Anton DU Beke Erin Boag Strictly Come Dancing

On my way to the theatre I am picturing the article that I don’t want to write. I don’t want any Strictly puns in the title, I don’t want to put together some terribly forgettable exposé about life behind the sequins or the stage-smiles or whatever. It’s been done.

My aim is to have them give the honest answers, instead of the ones they either feel expected to say or the ones they are used to saying. My challenge is to have them put into words something I know from experience is very difficult to describe.

If I have nothing else in common with Anton Du Beke and Erin Boag (which is probably a fair assumption), I know what it is to love to dance. I have felt the drive take place over the exhaustion when your body is tired but your mind is not satisfied and to this day I wonder how it is that I cannot jog for more than twenty minutes yet I regularly find it in me to rehearse and choreograph for three hours straight.

Du Beke calls this a state of mind. Though he is ever-charming in his nature, his answer has a sort of hard-headedness that I would expect has emerged from his years of competing, the blood, sweat and tears that it took to get him to where he is now.

“You either are it, or you’re not,” he says and I think he’s entitled to be that unforgiving. Forget the fake tan and sheer-shirt stereotypes of Strictly and remember the man in front of me is a World Class professional.

“That attitude is the same for a dancer as for a professional sportsperson. You get those people at the top of their game – the really good ones. The others probably don’t have the same commitment and drive and preparation.”

Erin is off-duty in sweatpants and without makeup and I suppose that this is the reason that I am not permitted to take photos with them backstage. If that is the case it seems a bit of a burden for any girl to bear. But then I imagine that the audience want to believe in all the glamour and magic of ballroom and that Erin has probably come to personify that.

It’s not a weight on her shoulders though, as I discover. I think she is perhaps still too enamoured by the elegance to perceive it a requirement rather than a privilege.

“I’m very lucky,” she tells me, genuinely. “I get to dress up every night and dance beautifully.”

She’s too modest to be talking of just her own dancing here and the way she alludes to an infatuation with the dance as a whole is the first inkling I have that the pair may be able to answer the question that I really came here to ask.

The second is the fact that their relationship with dance has not been corrupted by money. We all know what it is to love something and then to instantly resent it when it’s no longer a choice but a necessity, and dancing is to some extent, their day-job.

And before I know it I’m asking (begrudgingly) about those stage-smiles and how much of it is all for show, before Anton wipes away any notion of the pair adopting alter-egos for the sake of a good performance.

“This is what we do and we absolutely enjoy it,” he says. “You can’t not be yourself when people have come to see you.”

And Erin agrees, “what you see onstage is what we are.”

It’s true, too.

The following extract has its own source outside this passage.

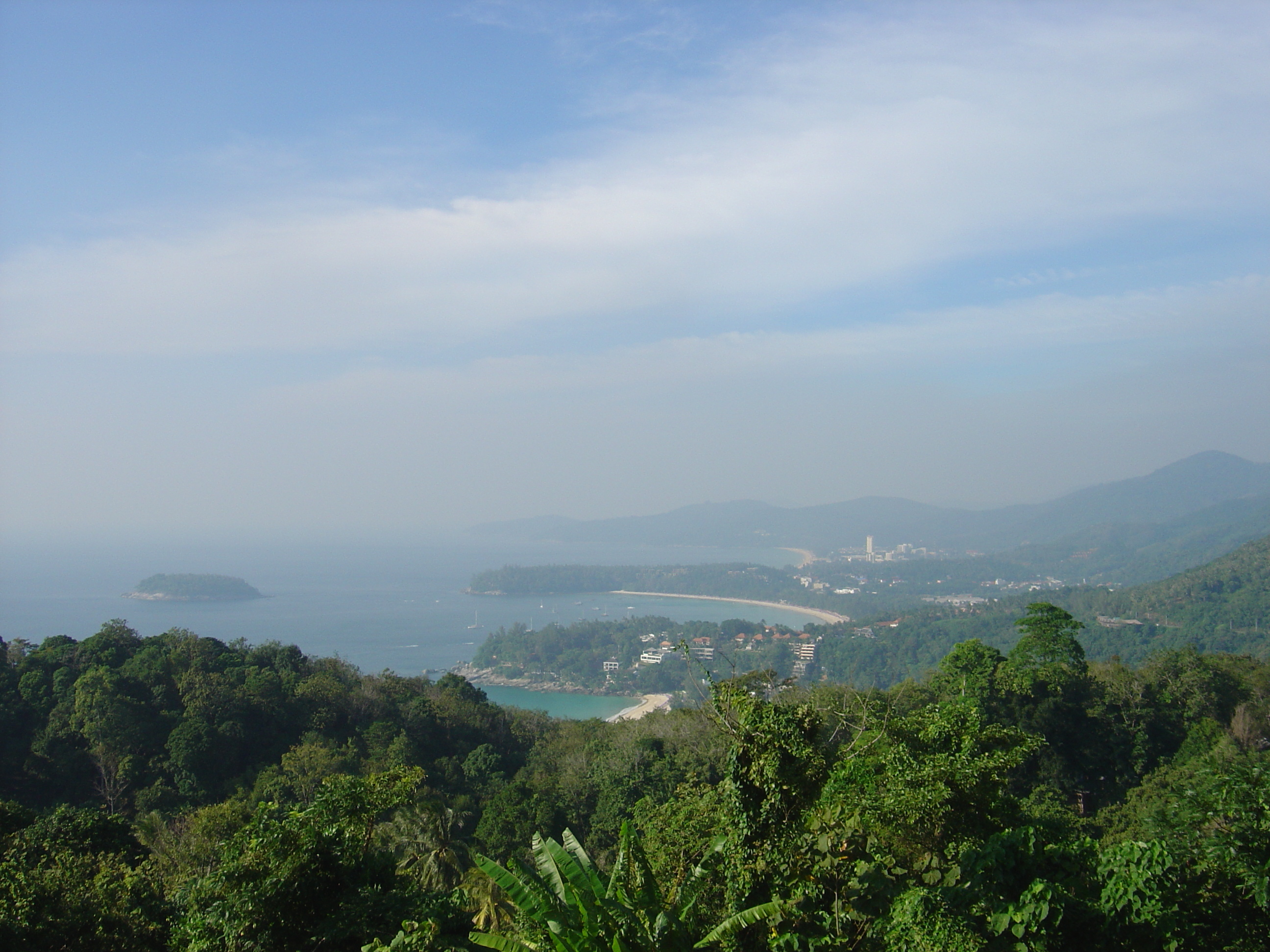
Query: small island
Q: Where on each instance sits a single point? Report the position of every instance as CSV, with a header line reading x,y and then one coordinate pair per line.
x,y
194,588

Having watched from the audience I don’t see fakery. The showmanship is all just bringing to life what they have told me prior to the curtain rising.

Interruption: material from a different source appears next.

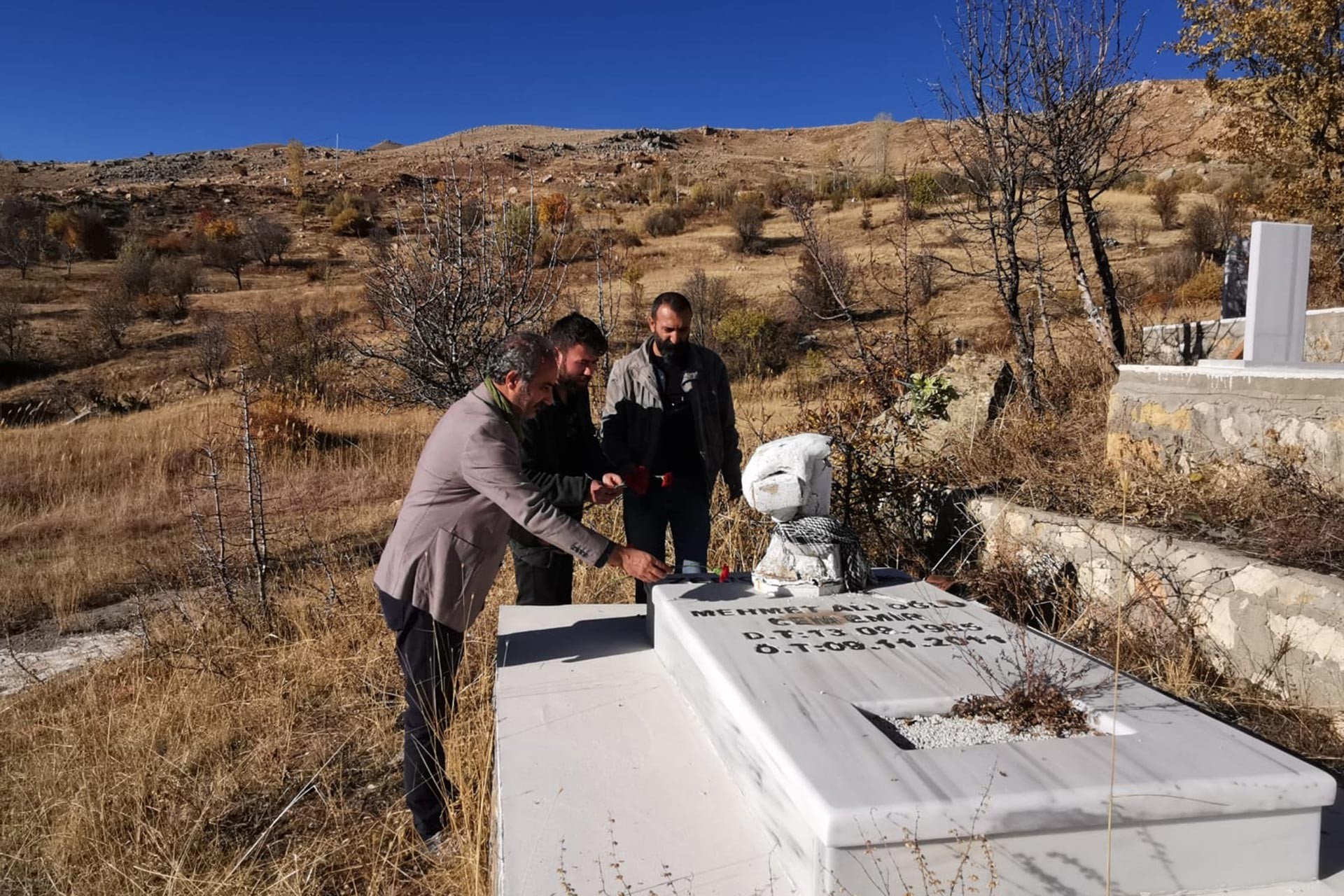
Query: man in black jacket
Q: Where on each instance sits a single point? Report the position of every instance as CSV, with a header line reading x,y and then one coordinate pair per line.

And rather unexpectedly I found myself falling for the classic charm of ballroom and getting lost in all its elegance, so I’m not surprised when Erin recounts to me how the audience often think they see perfection.

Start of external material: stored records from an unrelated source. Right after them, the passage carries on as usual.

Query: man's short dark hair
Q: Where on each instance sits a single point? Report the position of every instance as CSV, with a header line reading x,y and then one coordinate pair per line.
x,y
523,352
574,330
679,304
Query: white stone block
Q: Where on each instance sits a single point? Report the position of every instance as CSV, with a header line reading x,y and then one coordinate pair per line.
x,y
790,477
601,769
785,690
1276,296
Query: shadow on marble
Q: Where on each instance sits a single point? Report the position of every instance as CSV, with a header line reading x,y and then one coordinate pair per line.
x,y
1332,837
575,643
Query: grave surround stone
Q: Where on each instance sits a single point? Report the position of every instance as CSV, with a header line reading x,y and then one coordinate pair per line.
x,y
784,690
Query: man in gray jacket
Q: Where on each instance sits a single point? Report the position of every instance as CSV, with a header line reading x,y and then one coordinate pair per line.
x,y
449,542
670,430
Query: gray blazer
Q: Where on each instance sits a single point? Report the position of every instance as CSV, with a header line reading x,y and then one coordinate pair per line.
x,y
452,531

“What people see and what we feel is often totally different though,” she adds.

“Not often,” Anton chips in, “always!” And while she digs her heels in for a moment eventually Erin comes around.

“Perfection is an unattainable goal,” Anton tells me, and just as I think it’s quite a forgettable cliché for him to call upon he adds, quite expertly, “as it should be.”

And I find the moment handed to me where I could ask two of the country’s best if they could ever adequately describe in words the moment it all comes together – when the stress and aches and pains and all the background noise fades behind the perfect symmetry of dancer, choreography and music.

“It’s like flying, really,” Anton says, and my heart sinks with the weight of the answer I didn’t want to hear.

And perhaps he sensed my disappointment because he started to search for a truer reflection, one I knew was hard to put into words for anyone who’d not known the feeling for themselves and one that Erin was equally struggling to express.

“It’s a weightless feeling of complete… –ness.” he went on to say. “It’s immaculate.”

And those were the right words. I knew because all three of us felt a sense of relief like the one when you finally remember the name of that person that you’ve been scouring the edges of your memory for hours to recall – suddenly, it all fits.